Contexte historique de la colonie de lépreux

Au cœur de l’histoire de la Colonie de Lépreux à Hawaï se trouve une combinaison tragique de maladie, de politique et de géographie. La lèpre — aujourd’hui appelée maladie de Hansen, du nom du médecin norvégien qui identifia l’agent responsable en 1873 — existe depuis des millénaires, avec des traces remontant à environ 2000 av. J.-C. Jusqu’aux années 1940, la maladie restait souvent une condamnation lente et irréversible, et être malade pouvait être assimilé à un crime social.

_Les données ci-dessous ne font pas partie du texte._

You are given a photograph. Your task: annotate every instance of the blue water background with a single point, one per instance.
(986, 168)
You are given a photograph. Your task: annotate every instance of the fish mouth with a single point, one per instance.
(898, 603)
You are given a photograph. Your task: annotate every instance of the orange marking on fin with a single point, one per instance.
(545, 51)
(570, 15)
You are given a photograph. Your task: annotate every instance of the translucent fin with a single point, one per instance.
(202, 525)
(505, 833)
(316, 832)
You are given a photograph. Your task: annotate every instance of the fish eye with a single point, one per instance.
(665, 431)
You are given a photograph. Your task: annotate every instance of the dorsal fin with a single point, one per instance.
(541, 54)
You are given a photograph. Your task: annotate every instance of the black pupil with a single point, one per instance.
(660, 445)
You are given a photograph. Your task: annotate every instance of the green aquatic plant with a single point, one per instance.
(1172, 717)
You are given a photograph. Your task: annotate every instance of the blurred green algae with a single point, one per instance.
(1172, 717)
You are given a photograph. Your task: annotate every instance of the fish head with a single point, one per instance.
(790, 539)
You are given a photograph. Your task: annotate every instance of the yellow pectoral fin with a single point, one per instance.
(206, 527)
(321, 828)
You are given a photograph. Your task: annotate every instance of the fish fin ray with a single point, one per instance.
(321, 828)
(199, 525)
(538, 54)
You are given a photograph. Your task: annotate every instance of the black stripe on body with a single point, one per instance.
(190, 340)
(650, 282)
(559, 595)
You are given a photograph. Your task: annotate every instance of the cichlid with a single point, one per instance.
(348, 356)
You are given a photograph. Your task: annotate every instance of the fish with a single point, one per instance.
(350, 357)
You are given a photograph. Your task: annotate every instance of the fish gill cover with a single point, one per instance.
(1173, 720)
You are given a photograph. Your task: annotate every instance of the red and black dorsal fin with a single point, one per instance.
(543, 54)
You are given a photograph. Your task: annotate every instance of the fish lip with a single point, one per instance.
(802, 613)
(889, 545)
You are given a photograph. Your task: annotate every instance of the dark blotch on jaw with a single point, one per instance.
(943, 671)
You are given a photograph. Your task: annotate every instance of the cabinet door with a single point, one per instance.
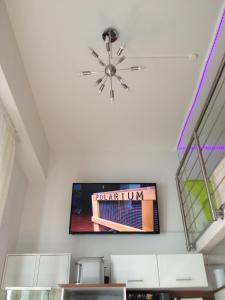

La lèpre fit son apparition à Hawaï dès 1823, sans certitude sur son mode d’introduction : certains évoquent des travailleurs étrangers, d’autres un roi hawaïen de retour d’un voyage. Face à la propagation, les autorités instituèrent en 1865 l’exil forcé et à vie vers Kalaupapa, sur l’île de Molokai, afin d’isoler les malades. Selon l’ouvrage Kalaupapa: A Collective Memory d’Anwei Skinsnes Law, début juin 1866, 87 personnes furent envoyées à Kalawao, petit établissement de la péninsule de Kalaupapa; au fil du temps, quelque 8 000 personnes y vécèrent.
- Accès difficile : la péninsule n’était accessible que par un sentier escarpé et par la mer, rendant l’isolement quasi absolu.
- Effet sur les familles : la culture hawaïenne profondément familiale conduisit souvent des proches en bonne santé à accompagner ou rejoindre les exilés.
- Évolution culturelle : la colonie développa sa propre organisation sociale et des intervenants extérieurs vinrent améliorer les conditions sanitaires.
Damien, la dévotion et la vulnérabilité génétique

Parmi ceux qui vinrent aider figure le père Damien de Veuster, prêtre catholique dont l’engagement envers les habitants de Kalaupapa est resté célèbre ; il contracta lui-même la maladie et en mourut. La sœur Marianne Cope est une autre figure notable de cette solidarité. Leur action contribua à façonner un environnement de soins et de dignité au sein de la colonie.
Ce n’est qu’en 2004 qu’une équipe de chercheurs canadiens démontra le rôle d’une prédisposition génétique dans la vulnérabilité à la maladie. Certaines populations hawaïennes, ainsi que des personnes d’origine française, semblent avoir été plus sensibles à l’infection, ce qui explique en partie l’ampleur du fléau dans l’archipel.
Lorsque des avancées médicales permirent d’arrêter puis de guérir la maladie, les lois d’isolement furent levées. Pourtant, beaucoup d’anciens résidents choisirent de rester, attachés à la communauté qu’ils avaient construite. Un petit nombre d’entre eux y vit encore aujourd’hui, comme le relate un reportage récent de CNN.